ABSTRACT A systematic study of small-scale size effects has been conducted on elliptically perforated specimens with minimum radius of curvature of 1 micron. This study aimed at assessing the dependence of failure stress at the tip of a notch on varying: (a) stress concentration for constant radius of curvature, (b) radius of curvature of micro-notches relative to the material grain size and constant stress concentration. The experiments demonstrate a strong influence of notch radius on the failure strength of MEMS scale specimens, while the effect of the stress concentration factor is of rather secondary importance. The local failure strength at the tip of a notch increases when the radius of curvature becomes smaller, which is in accordance with the probabilistic nature of failure. When the notch radius becomes as small as 1 micron (only three times larger than the grain size) then a strong size effect is observed. This effect becomes moderate for larger radii of curvature, up to 8 microns (25 times the grain size), when the failure stress at the notch tip almost reaches the tensile strength recorded for 50 micron wide samples.
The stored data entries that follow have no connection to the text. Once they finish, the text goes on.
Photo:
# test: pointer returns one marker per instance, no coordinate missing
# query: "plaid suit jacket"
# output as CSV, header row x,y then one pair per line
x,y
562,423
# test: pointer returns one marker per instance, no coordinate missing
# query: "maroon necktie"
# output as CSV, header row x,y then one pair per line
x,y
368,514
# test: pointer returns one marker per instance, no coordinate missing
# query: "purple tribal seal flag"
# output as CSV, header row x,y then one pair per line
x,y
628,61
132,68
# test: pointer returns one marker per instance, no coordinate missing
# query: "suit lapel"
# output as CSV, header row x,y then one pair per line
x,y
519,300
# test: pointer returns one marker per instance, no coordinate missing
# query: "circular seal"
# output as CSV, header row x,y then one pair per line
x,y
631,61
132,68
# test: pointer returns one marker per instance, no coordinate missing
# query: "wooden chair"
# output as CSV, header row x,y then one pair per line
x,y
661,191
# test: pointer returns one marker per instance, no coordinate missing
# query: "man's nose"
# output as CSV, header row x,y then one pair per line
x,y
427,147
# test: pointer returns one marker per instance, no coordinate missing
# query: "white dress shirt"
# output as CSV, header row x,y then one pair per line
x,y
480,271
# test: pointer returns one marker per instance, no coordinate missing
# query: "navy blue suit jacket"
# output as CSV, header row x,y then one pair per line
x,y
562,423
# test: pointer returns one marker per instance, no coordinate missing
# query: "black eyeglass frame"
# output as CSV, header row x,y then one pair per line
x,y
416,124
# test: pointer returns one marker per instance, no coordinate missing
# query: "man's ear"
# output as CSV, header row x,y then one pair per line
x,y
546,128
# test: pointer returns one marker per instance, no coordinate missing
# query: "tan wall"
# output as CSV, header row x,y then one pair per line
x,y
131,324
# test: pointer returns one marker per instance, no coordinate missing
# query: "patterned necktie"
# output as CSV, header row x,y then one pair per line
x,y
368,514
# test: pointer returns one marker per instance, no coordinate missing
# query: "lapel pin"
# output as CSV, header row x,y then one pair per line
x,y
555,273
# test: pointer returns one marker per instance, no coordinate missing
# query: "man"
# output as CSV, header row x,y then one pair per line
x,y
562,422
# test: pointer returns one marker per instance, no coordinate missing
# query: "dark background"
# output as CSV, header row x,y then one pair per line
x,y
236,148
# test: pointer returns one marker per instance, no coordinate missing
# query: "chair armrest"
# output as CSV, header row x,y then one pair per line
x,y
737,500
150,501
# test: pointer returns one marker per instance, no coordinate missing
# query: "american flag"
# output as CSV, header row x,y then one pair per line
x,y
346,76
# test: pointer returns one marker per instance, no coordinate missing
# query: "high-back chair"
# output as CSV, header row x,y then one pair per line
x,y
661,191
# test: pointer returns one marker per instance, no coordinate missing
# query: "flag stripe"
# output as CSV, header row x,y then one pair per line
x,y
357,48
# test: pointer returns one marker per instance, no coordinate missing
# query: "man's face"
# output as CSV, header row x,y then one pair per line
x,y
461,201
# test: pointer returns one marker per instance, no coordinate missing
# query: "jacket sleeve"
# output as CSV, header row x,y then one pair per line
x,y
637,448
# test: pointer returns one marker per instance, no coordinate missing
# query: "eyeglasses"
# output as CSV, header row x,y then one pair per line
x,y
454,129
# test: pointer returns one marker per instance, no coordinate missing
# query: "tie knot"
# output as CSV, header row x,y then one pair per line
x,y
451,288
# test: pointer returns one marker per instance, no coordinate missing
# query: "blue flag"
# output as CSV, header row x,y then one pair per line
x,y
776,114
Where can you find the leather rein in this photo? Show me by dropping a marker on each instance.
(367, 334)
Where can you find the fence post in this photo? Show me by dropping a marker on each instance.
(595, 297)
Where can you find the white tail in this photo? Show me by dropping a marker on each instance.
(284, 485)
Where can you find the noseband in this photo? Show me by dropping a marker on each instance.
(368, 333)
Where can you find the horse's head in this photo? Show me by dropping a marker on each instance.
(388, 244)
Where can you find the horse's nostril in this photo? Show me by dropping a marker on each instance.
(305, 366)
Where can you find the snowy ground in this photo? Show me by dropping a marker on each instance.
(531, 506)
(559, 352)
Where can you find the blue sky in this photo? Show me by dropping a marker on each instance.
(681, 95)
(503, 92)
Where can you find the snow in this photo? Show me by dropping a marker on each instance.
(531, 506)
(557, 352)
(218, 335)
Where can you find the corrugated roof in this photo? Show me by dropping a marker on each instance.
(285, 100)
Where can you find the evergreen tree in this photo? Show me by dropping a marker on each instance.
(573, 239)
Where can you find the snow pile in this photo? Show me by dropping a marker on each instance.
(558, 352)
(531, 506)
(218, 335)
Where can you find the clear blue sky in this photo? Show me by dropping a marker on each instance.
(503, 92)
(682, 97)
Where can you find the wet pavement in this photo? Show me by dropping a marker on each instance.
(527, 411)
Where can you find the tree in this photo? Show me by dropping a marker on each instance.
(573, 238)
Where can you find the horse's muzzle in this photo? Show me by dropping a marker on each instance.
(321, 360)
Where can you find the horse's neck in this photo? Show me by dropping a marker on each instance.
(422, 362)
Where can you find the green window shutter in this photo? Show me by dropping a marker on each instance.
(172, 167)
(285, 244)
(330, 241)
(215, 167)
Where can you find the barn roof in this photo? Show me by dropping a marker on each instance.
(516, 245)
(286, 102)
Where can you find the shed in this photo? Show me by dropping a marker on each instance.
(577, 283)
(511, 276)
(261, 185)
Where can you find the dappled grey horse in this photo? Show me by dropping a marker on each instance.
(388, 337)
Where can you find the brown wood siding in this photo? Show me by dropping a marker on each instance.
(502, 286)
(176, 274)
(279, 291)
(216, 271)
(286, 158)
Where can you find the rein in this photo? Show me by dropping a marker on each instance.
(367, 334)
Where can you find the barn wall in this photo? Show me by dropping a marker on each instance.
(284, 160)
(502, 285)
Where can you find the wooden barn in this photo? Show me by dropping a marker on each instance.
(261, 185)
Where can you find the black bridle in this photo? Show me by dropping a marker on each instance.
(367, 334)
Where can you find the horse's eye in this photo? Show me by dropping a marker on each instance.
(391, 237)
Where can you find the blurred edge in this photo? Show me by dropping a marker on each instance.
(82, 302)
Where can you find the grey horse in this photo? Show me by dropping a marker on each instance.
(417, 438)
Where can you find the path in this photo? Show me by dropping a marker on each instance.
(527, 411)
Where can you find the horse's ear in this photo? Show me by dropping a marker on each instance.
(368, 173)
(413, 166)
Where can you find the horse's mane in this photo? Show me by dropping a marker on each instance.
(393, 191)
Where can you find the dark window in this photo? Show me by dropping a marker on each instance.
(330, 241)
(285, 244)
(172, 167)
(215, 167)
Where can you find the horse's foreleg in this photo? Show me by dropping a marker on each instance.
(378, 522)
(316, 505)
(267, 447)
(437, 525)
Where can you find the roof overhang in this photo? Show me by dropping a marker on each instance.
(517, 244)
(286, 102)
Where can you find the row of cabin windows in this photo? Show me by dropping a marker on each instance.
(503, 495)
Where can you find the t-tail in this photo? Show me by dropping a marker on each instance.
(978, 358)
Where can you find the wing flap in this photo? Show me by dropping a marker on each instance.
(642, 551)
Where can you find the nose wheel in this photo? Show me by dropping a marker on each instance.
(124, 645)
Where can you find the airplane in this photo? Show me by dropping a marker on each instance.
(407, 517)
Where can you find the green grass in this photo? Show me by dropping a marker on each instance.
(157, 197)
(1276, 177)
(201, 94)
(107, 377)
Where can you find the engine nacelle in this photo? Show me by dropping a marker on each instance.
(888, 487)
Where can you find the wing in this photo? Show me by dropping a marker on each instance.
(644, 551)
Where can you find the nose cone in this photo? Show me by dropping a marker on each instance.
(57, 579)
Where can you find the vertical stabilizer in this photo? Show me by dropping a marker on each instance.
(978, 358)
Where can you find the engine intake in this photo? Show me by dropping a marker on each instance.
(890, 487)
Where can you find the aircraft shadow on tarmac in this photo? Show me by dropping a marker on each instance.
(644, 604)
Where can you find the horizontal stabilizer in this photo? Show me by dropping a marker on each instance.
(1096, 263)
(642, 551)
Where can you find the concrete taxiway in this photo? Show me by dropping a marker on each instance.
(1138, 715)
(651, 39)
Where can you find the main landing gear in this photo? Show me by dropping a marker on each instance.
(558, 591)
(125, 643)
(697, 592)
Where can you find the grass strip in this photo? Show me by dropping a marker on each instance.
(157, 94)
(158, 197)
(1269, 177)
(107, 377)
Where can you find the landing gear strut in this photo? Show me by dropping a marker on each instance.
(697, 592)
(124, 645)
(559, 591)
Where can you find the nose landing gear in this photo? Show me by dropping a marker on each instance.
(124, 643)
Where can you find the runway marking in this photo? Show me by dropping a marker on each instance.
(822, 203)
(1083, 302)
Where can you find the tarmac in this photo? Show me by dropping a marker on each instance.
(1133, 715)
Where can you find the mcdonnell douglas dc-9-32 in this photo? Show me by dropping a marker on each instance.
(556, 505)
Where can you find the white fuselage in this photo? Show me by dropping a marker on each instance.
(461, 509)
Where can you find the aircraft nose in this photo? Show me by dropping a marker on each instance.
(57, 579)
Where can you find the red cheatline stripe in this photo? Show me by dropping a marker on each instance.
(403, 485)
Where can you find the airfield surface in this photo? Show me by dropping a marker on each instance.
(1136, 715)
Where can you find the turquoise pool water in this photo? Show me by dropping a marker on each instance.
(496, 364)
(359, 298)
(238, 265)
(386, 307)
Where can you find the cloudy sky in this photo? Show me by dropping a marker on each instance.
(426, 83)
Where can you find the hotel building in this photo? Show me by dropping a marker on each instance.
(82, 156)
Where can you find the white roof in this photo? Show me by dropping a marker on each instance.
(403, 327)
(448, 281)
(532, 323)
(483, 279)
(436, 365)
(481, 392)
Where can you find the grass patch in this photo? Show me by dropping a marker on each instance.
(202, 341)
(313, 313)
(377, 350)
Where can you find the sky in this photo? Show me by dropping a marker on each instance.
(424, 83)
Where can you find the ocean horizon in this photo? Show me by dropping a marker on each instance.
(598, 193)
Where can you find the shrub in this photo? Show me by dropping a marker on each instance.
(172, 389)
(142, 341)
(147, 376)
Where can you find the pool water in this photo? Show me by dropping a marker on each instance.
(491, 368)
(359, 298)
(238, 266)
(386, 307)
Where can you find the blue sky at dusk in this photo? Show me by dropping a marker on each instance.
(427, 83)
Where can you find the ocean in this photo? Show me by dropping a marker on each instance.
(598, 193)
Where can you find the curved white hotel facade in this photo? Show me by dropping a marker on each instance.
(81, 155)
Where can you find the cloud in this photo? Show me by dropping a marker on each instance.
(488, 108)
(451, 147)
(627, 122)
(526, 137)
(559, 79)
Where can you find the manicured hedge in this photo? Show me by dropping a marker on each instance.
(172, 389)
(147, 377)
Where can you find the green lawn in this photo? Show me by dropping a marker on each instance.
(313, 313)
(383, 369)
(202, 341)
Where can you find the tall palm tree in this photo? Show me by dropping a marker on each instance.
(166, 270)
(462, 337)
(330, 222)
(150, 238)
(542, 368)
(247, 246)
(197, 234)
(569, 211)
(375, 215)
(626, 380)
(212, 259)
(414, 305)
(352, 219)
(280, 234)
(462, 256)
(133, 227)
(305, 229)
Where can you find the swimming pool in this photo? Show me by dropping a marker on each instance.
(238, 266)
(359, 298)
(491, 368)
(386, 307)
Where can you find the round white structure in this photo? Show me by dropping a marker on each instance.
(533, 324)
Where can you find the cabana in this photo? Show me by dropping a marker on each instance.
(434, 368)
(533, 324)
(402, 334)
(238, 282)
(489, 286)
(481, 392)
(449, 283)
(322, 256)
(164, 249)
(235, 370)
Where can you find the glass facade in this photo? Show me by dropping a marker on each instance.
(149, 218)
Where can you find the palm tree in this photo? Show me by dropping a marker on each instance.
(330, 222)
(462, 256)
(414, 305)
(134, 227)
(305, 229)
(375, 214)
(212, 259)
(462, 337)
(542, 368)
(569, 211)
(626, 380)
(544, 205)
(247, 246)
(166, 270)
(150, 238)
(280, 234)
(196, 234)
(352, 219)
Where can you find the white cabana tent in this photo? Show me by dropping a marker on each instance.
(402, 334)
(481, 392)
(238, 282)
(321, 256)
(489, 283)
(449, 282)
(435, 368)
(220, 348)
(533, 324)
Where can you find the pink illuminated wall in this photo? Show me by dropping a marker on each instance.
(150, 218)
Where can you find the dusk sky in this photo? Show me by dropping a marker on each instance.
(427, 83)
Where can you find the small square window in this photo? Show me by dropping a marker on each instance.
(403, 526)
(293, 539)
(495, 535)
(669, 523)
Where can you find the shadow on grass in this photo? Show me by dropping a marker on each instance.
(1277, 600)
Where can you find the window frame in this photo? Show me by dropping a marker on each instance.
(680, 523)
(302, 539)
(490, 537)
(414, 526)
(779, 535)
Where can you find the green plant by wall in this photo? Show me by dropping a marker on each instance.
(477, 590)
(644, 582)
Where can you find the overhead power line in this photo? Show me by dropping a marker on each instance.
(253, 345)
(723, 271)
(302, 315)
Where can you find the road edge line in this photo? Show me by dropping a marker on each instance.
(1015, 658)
INTRODUCTION Mechanical properties measurements of thin films in MicroElectroMechanical Systems (MEMS) are subject to many parameters, such as microfabrication pre- and post-processes, ambient conditions in testing, measurement technique and specimen geometry and size. The latter has been only recently addressed through bending or tension tests [1-3]. Out-of-plane testing inherently incorporates a strong size effect in the measurement of strength due to the transverse stress gradient. In tensile testing, however, the influence of scale is rather buried in the large data scatter and it becomes apparent only when specimens that measure in millimeters are employed [3]. This clear manifestation of size effects in bending also provides the explanation for the puzzling results obtained in the past in round-robin tests [4]. In an effort to demonstrate the existence of such effects in sub-micron stressed material domains and understand their geometric and boundary properties and effect on the mechanical response, we examine the influence of stress raisers, in the form of internal micro-notches, on material failure at the submicron scale. In this systematic approach, polysilicon specimens with different radii of curvature and constant stress concentration (and vice versa) were subjected to in-plane tensile testing. The employment of smooth and regular notches generated elevated, but continuous, stresses, which effectively tested the material at a small size scale. The finite stress concentrations result in bound stresses that mandate the use classical notch stress analyses, rather B2.4.